Chris, fun to see you using the narrative grammar to analyze some sequences with my theory! I enjoyed your previous post on page layouts quite a bit, as it interfaces with a lot of work we’ve done recently. I’d like to respond to a few things in your post if you don’t mind…
I used the grammar to discuss strips, just because they are easier to show the structures because they are shorter. My recent paper uses mostly examples extracted from longer books, and discusses more complex structures of the narrative grammar:
http://www.thevisuallinguist.com/2015/10/new-paper-narrative-conjunctions.html
I use linear layouts just because they are easier to put tree structures on top of. Actually, they don’t require linear sequences at all. The narrative structure is separate from the page layout, which means that single narrative grammatical structures can cross pages, as you discuss. The page layouts follow a different structure (in the book in Chapter 5), which interfaces with the narrative. This linkage is discussed in this article:
http://journal.frontiersin.org/article/10.3389/fpsyg.2014.00680/full
The terms you discuss are interesting additions for describing things, and are in line with a lot of what we’ve considered (which is nice!). In some of the cases, it sounds like you’re labeling surface aspects of where a bigger hierarchy connects things together (like the overlapping or interrupted sentences). Finally, you might also be interested in my recent “tutorial” for applying the narrative grammar:
http://www.thevisuallinguist.com/2015/11/how-to-analyze-comics-with-narrative.html
Interested to see where you keep going with this column!
Thanks so much, Neil! I actually have a print-out of your new essay about multimodal narratives on my desk at work right now.
And I was just working on an essay about closure that seems to correspond with your narrative conjunctions. As you’ll see in one of my next posts, I’m dividing McCloud’s closure into four types, including spatial.
And your “Interfaces between narrative and layout” is exactly the direction I hoped you’d be researching next. I’m glad my suggested terms line-up.
I’d not seen your Peanuts tutorial, which I now plan to use with my “Making Comics” course in the spring. I used the Walking Dead in my post because I was trying to apply your ideas to multi-page works, which it clearly does. I wanted to use Watchmen too, but didn’t want to go on for too long.
I also have an essay coming out in Writers Chronicle on Jennifer Egan’s novel A Visit from the Goon Squad, which I analyze through comics theory, your narrative grammar especially. Basically, she drops the Peak moments into the gutters of her chapter breaks.
Anyway, glad my posts are of interest. Hopefully my students will find them useful too.
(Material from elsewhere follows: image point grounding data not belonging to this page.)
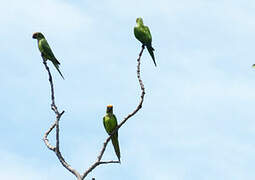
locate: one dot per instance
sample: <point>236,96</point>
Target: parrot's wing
<point>47,50</point>
<point>115,123</point>
<point>140,34</point>
<point>148,34</point>
<point>115,120</point>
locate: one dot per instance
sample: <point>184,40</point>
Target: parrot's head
<point>109,109</point>
<point>139,20</point>
<point>38,35</point>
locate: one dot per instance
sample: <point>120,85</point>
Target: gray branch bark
<point>56,149</point>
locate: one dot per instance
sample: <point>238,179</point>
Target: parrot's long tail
<point>115,144</point>
<point>150,49</point>
<point>56,64</point>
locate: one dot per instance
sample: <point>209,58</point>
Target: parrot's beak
<point>34,36</point>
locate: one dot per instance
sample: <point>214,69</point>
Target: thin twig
<point>98,161</point>
<point>56,124</point>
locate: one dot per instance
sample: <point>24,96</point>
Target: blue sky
<point>197,119</point>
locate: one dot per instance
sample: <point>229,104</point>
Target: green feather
<point>142,33</point>
<point>110,123</point>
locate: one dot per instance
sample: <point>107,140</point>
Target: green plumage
<point>110,123</point>
<point>46,51</point>
<point>142,33</point>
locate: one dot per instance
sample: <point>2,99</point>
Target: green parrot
<point>110,123</point>
<point>46,51</point>
<point>142,33</point>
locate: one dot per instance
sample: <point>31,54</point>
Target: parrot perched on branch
<point>142,33</point>
<point>110,123</point>
<point>46,51</point>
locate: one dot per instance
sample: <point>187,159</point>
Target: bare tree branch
<point>56,148</point>
<point>56,124</point>
<point>98,161</point>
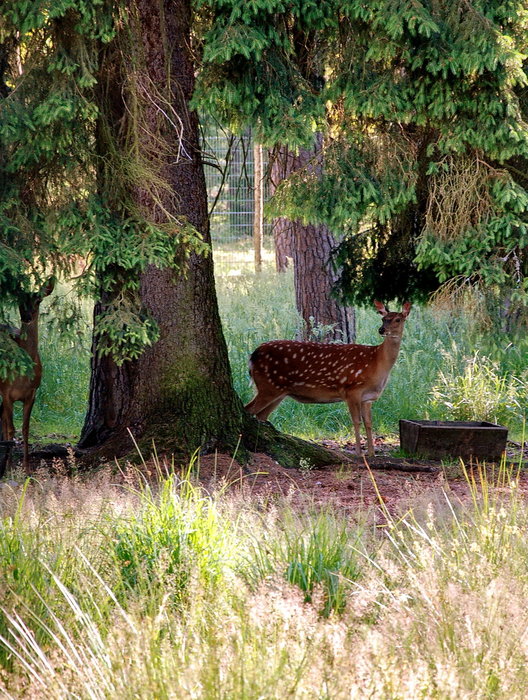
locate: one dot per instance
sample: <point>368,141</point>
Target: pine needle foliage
<point>65,177</point>
<point>424,115</point>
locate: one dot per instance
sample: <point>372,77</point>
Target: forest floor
<point>374,487</point>
<point>380,485</point>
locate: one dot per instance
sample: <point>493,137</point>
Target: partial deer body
<point>327,373</point>
<point>24,388</point>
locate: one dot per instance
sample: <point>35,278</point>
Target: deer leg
<point>354,408</point>
<point>367,421</point>
<point>28,407</point>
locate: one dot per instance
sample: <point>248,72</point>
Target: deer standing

I am indeed enjoying your posts, and glad to hear the theory is useful to you! I speculated on using the narrative grammar for discourse too, so great to hear you’ve been able to apply it directly. Please shoot me a note when that essay comes out!
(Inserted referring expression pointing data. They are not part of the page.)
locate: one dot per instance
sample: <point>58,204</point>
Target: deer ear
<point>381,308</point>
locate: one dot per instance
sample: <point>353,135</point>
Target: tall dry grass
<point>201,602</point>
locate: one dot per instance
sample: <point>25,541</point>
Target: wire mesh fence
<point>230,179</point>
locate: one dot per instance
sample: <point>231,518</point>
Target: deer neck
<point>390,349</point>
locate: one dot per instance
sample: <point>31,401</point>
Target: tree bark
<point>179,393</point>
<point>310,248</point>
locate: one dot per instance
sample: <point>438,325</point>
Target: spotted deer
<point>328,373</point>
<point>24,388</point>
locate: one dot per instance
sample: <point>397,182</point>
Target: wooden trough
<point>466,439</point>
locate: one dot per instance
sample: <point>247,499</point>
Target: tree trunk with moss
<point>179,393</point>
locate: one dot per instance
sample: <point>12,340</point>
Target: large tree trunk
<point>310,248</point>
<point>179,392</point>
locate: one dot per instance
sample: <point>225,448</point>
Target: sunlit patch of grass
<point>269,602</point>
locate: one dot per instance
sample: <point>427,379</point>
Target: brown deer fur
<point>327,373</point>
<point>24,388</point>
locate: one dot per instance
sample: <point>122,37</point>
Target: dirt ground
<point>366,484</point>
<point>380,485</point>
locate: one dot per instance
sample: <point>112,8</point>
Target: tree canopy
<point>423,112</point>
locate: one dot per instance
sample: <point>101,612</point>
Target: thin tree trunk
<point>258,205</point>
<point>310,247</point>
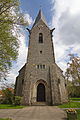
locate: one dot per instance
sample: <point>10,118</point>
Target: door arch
<point>41,93</point>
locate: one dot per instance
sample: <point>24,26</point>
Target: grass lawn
<point>5,119</point>
<point>78,114</point>
<point>70,105</point>
<point>6,106</point>
<point>75,99</point>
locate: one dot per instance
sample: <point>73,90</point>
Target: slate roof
<point>40,17</point>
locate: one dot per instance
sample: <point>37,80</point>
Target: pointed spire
<point>40,17</point>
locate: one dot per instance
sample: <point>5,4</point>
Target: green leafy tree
<point>10,22</point>
<point>73,76</point>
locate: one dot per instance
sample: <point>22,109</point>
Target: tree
<point>10,21</point>
<point>73,75</point>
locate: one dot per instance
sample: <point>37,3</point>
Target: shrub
<point>17,100</point>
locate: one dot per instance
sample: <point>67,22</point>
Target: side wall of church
<point>59,93</point>
<point>19,82</point>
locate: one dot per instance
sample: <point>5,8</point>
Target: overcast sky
<point>64,15</point>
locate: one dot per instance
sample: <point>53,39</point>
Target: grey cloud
<point>69,28</point>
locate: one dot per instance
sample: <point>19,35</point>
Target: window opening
<point>40,38</point>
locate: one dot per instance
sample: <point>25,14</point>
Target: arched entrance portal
<point>41,93</point>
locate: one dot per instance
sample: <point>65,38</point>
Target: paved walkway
<point>34,113</point>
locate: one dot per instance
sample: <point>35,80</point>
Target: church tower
<point>40,80</point>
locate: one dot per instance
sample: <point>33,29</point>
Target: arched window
<point>40,38</point>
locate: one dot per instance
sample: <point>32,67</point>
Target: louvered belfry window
<point>40,38</point>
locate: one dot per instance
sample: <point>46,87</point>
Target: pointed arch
<point>40,37</point>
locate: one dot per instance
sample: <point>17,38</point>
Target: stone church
<point>40,80</point>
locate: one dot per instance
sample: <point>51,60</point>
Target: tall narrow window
<point>40,38</point>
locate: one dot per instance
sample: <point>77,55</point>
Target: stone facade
<point>40,79</point>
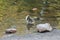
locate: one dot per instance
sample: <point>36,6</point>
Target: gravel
<point>53,35</point>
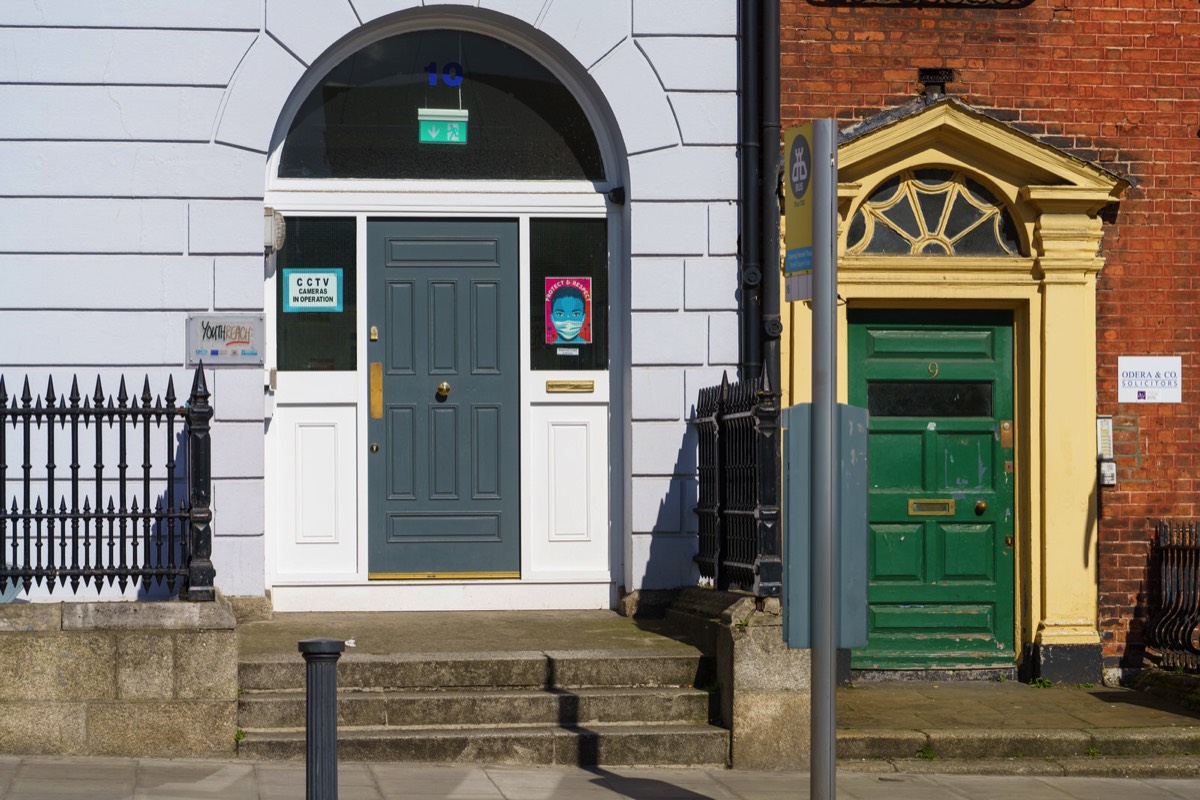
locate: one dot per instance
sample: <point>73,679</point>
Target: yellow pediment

You’ve probably seen that I don’t really “believe in” closure much any more. My OLD book actually divided panel transitions into lots of subcategories, but that eventually morphed in the narrative grammar approach.
Dropping Peaks out of certain sequences is actually a conventionalized thing it seems. I’m going to talk about these in future works, but I have one paper that discusses them here (which also discusses inference): http://www.visuallanguagelab.com/P/NCMK_inference.pdf
Anyhow, looking forward to seeing more of your posts!
Yeah, “inference” is an equivalent but descriptively better term than “closure.” Plus McCloud’s types of transitions don’t always play out clearly. I’m going to suggest types of closure instead, which could as easily be called types of inferences (spatial, etc.). But I guess I’m holding on to closure as a term because it’s still so pervasive. Of course I strike other terms despite their pervasiveness, so I will probably end up on your inference train sooner than later.